What We Could Do with a Postal Savings Bank: Infrastructure that Doesn’t Cost Taxpayers a Dime

 

Read full article on Ellen Browns Blog Web of Debt

 

September 23, 2013 by Ellen Brown

The Unbanked and Underbanked: A Massive Untapped Market

The “unbanked” are not a small segment of the population. In a 2011 survey, the unbanked and underbanked included about one in four households.  Without access to conventional financial services, people turn to an expensive alternative banking market of bill-pay, prepaid debit cards, check cashing services, and payday loans.  They pay excessive fees and are susceptible to high-cost predatory lenders.

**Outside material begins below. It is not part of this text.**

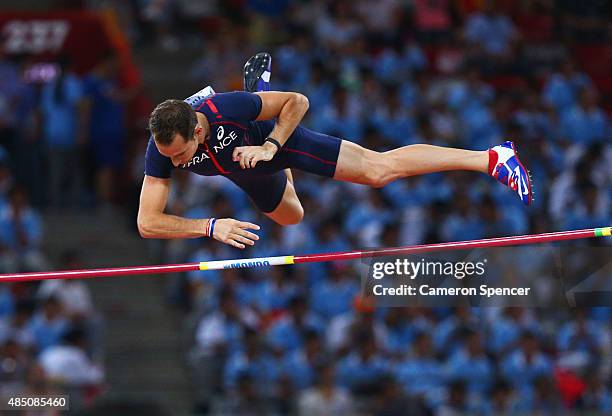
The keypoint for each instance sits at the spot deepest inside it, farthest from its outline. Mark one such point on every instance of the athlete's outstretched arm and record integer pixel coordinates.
(288, 108)
(154, 223)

Globally, postal banks are major contributors to financial inclusion. Catering to this underserved population is a revenue-generator for the post office while saving the underbanked large sums in fees. Worldwide, according to the Universal Postal Union, 1 billion people now use the postal sector for savings and deposit accounts, and more than 1.5 billion take advantage of basic transactional services through the post. According to a Discussion Paper of the United Nations Department of Economic and Social Affairs:

The essential characteristic distinguishing postal financial services from the private banking sector is the obligation and capacity of the postal system to serve the entire spectrum of the national population, unlike conventional private banks which allocate their institutional resources to service the sectors of the population they deem most profitable.

Expanding to include postal financial services has been crucial in many countries to maintaining the profitability of their postal network.  Maintaining post offices in some rural or low-income areas can be a losing proposition, so the postal service often cross-subsidizes with other activities to maintain its universal network.  Public postal banks are profitable because their market is large and their costs are low.  The infrastructure is already built and available, advertising costs are minimal, and government-owned banks do not reward their management with extravagant bonuses or commissions that drain profits away.  Profits return to the government and the people.